Today my big accomplishment was getting sunburned. Serious, farmer-tan sunburn. I thought the hard hat that we have to wear was supposed to protect us, but apparently it didn’t protect me from the sun.
We sifted sand, moved rubble, lifted sand up three and four stories, mixed cement, and did a number of menial, grunt types of work. By the end of the day we were all hot, tired, and ready for a time of rest.
The last two days after supper I have been leading a reflection of the whole group.
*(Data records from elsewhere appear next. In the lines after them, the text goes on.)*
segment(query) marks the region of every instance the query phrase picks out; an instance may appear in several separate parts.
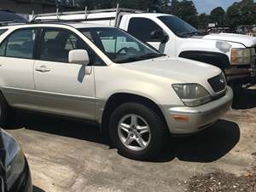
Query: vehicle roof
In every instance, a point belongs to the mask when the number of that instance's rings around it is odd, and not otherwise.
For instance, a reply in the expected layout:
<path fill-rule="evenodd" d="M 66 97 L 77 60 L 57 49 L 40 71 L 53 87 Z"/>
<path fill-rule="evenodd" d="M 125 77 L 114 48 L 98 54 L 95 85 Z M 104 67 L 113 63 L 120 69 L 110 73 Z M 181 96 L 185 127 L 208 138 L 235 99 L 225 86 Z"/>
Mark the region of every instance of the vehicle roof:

It is in part so the medical team can hear what the construction team was doing, and so the construction team could hear what the medical team was doing. We talk about our experiences, where we saw God, and some of the amazing things that happened. It is in part to share and in part so that the group as a whole can reflect on what is happening this week, and where God is moving among us.
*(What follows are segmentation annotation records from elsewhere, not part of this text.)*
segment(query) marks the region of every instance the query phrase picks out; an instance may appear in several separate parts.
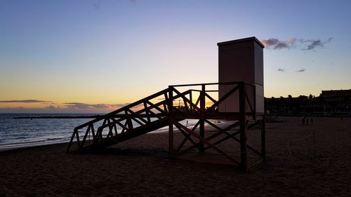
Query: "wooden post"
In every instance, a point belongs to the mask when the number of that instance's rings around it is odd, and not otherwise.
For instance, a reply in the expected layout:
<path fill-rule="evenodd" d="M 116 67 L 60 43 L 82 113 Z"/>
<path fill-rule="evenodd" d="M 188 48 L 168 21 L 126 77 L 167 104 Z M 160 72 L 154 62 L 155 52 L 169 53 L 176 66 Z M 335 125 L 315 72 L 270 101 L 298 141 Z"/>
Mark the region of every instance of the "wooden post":
<path fill-rule="evenodd" d="M 261 154 L 263 159 L 265 158 L 265 114 L 263 114 L 261 124 Z"/>
<path fill-rule="evenodd" d="M 239 111 L 240 111 L 240 163 L 241 168 L 247 169 L 247 142 L 246 142 L 246 86 L 245 83 L 240 83 L 239 89 Z"/>
<path fill-rule="evenodd" d="M 168 155 L 173 156 L 173 87 L 168 86 Z"/>
<path fill-rule="evenodd" d="M 200 109 L 201 117 L 200 119 L 200 137 L 202 139 L 205 138 L 205 109 L 206 109 L 206 104 L 205 104 L 205 85 L 201 86 L 201 91 L 200 95 Z M 200 151 L 204 151 L 204 142 L 200 141 Z"/>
Today the construction folks did not have much to share. The hook goes up, the hook goes down, sand, gravel, cement, etc. The medical team, on the other hand, had a powerful story about reaching out to a man that was sick, in his home, and was all but abandoned by everyone. It was a powerful story of people taking risks, reaching out, and really making a difference in this man’s life. It was a wonderful story.
Irony. Yesterday I wrote about mission groups that brag and brag about the construction they do. Today I find myself wishing I were with the medical team. They were not bragging about their work, but certainly excited about what they were doing. It was when I heard so many powerful and wonderful things from the medical team and then the simple and almost pointless things from the construction team that I began to wish I was with the other team. I wanted to look into the eyes of the starving child and offer a bit of compassion and love. I wanted to offer a touch of compassion. I wanted to see how I made someone’s life better. Instead I got to see how all of my efforts led to pouring cement. Yea.
A large part of my desire to be with the medical team is egoism. I want to have instant gratification for my work. That is the desire that pushes many construction mission trips – egoism and instant gratification. I am told again and again that my effort with the hospital is good and important, but tonight I’m not feeling those good and powerful vibes. I ask people where they see God, and I don’t know if I have seen God in the time of construction.
I need to take a breath, to bring things into perspective, and to trust that the work I am doing will help people in need.
Maybe tomorrow, while I am shoveling more dirt or cement or rubble, someone will run up to me and say, “quick, we need someone to save this child’s life, and you are the one to do it.” Maybe, but I’m not going to hold my breath.